The European premiere of this co-production between 1927 and the EIF is a self-described “hodgepodge” of folk and fairytales, some familiar, some less so, though the company’s imprimatur is now unmistakable. Stories of talking animals, birds with magical powers and self-sacrificing royal brides are delivered with the same deadpan, ironic narration, light-touch satirical commentary and impeccable comic timing that characterised the huge international hits, The Animals and Children Took to the Streets and Golem.

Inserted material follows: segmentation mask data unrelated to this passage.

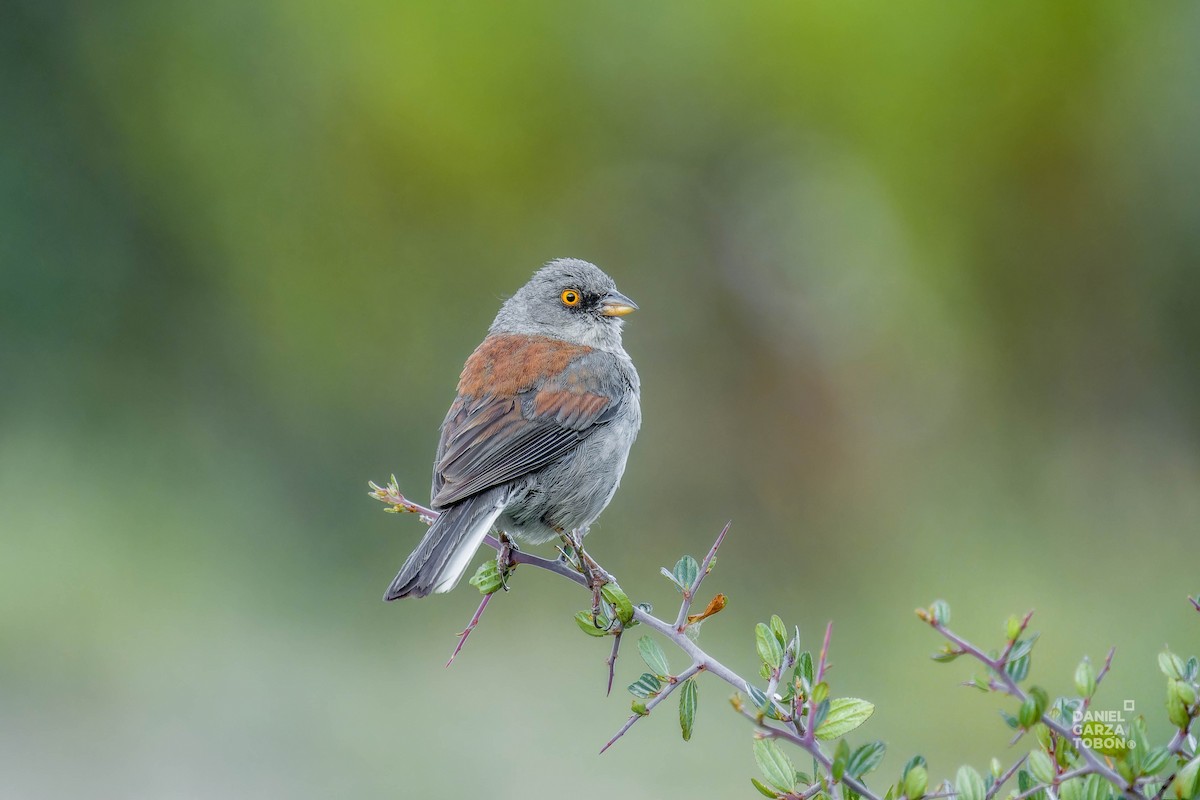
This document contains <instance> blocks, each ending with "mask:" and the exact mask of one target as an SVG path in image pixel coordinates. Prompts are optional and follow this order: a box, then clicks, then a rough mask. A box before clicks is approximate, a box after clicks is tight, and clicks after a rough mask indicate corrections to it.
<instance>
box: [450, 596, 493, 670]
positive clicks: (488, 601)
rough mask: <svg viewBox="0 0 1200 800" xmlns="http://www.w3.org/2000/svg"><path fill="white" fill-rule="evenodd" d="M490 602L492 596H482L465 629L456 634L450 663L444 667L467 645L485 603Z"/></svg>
mask: <svg viewBox="0 0 1200 800" xmlns="http://www.w3.org/2000/svg"><path fill="white" fill-rule="evenodd" d="M492 594H496V593H492ZM490 602H492V595H484V599H482V600H481V601H479V608H476V609H475V615H474V616H472V618H470V621H469V622H467V627H464V628H463V630H462V632H461V633H460V634H458V644H457V645H455V649H454V652H451V654H450V661H448V662H446V667H449V666H450V664H452V663H454V660H455V656H457V655H458V651H460V650H462V645H464V644H467V637H468V636H470V632H472V631H474V630H475V626H476V625H479V619H480V618H481V616H482V615H484V610H485V609H487V603H490Z"/></svg>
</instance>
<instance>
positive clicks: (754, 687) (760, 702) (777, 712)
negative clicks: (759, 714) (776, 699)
mask: <svg viewBox="0 0 1200 800" xmlns="http://www.w3.org/2000/svg"><path fill="white" fill-rule="evenodd" d="M746 694H749V696H750V702H752V703H754V706H755V709H757V710H758V711H760V712H762V714H766V715H767V716H769V717H770V718H772V720H782V718H784V709H781V708H779V703H776V702H775V699H774V698H772V699H770V703H769V704H768V702H767V692H764V691H762V690H761V688H758V687H757V686H750V685H748V686H746Z"/></svg>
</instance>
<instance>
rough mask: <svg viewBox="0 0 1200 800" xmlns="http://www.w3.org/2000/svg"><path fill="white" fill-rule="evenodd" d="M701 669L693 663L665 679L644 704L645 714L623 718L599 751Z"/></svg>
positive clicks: (669, 694)
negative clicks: (685, 667) (619, 723)
mask: <svg viewBox="0 0 1200 800" xmlns="http://www.w3.org/2000/svg"><path fill="white" fill-rule="evenodd" d="M701 669H703V667H701V666H700V664H695V663H694V664H692V666H690V667H688V668H686V669H684V670H683V672H682V673H679V674H678V675H677V676H674V678H671V679H670V680H668V681H667V685H666V686H665V687H662V691H661V692H659V693H658V694H655V696H654V697H652V698H650V702H649V703H647V704H646V714H632V715H630V717H629V718H628V720H625V724H623V726H620V730H618V732H617V733H616V735H613V738H612V739H610V740H608V744H606V745H605V746H604V747H601V748H600V752H601V753H602V752H604V751H606V750H608V748H610V747H612V746H613V744H614V742H616V741H617V740H618V739H620V738H622V736H624V735H625V732H626V730H629V729H630V728H632V727H634V723H635V722H637V721H638V720H641V718H642V717H648V716H650V711H653V710H654V708H655V706H656V705H658V704H659V703H661V702H662V700H665V699H667V697H670V696H671V692H673V691H676V688H678V687H679V686H683V682H684V681H685V680H688V679H689V678H691V676H692V675H695V674H696V673H698V672H700V670H701Z"/></svg>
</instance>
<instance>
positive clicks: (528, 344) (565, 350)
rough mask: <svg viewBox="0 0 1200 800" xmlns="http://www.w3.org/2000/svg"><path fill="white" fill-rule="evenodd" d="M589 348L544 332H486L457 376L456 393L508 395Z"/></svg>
mask: <svg viewBox="0 0 1200 800" xmlns="http://www.w3.org/2000/svg"><path fill="white" fill-rule="evenodd" d="M590 351H592V348H589V347H586V345H582V344H571V343H569V342H563V341H560V339H552V338H548V337H545V336H520V335H515V333H505V335H500V336H488V337H487V338H486V339H484V342H482V344H480V345H479V347H478V348H475V351H474V353H472V354H470V357H469V359H467V363H466V365H464V366H463V368H462V375H460V378H458V393H460V395H464V396H467V397H480V396H482V395H492V396H499V397H504V396H506V397H511V396H515V395H517V393H518V392H522V391H526V390H528V389H532V387H533V386H534V385H536V384H538V381H539V380H541V379H545V378H552V377H554V375H557V374H558V373H560V372H563V369H565V368H566V365H569V363H570V362H571V361H572V360H575V359H577V357H578V356H581V355H584V354H587V353H590Z"/></svg>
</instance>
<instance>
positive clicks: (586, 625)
mask: <svg viewBox="0 0 1200 800" xmlns="http://www.w3.org/2000/svg"><path fill="white" fill-rule="evenodd" d="M596 621H598V622H599V624H600V627H596V625H595V622H593V621H592V612H580V613H578V614H576V615H575V624H576V625H578V626H580V630H581V631H583V632H584V633H587V634H588V636H608V619H607V618H606V616H605V615H604V614H601V615H600V616H599V618H598V620H596Z"/></svg>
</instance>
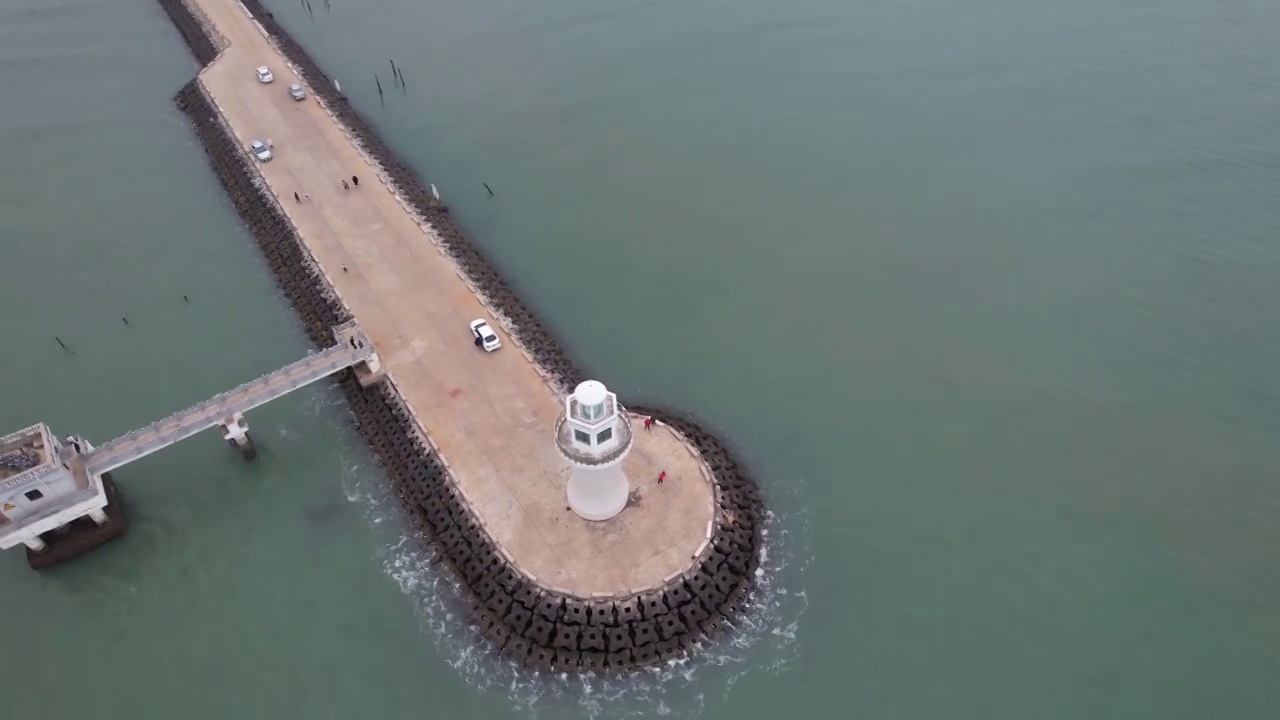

Pic: LEIGH WEBBER PHOTOGRAPHY
Highlights among this treasury of stories include the timely tale of a greedy cat that devours everything in sight and ends up floating in space, having gobbled up Mother Earth, and a new spin on the legend of Patient Griselda, in which the protagonist seems more numbed and resigned than stoically devoted. The fact that the narration for the show is provided by the friends and families of 1927 gives an appealing real world grounding to these decidedly offbeat vignettes.
It almost goes without saying that the show’s individual elements, from Suzanne Andrade’s wry script to Paul Barritt’s jittery, spidery animations, the cabaret-style live soundtrack and the larger-than-life performances, are meticulously realised. It is the seamless interaction between performance and design that is remarkable: audiences must work very hard to notice the joins.
Pic: LEIGH WEBBER PHOTOGRAPHY
Perhaps inevitably, given its structure, the piece feels slighter than some of its predecessors and a little disjointed, lacking a strong narrative thread to hold all of these tales together and with the premise stretched thin at 70 minutes. The show does sit comfortably in the modest surrounds of the Church Hill Theatre, a converted church whose auditorium has something of the old-fashioned cinema about it, but you’re more likely to leave feeling tickled and heartened rather than blown away.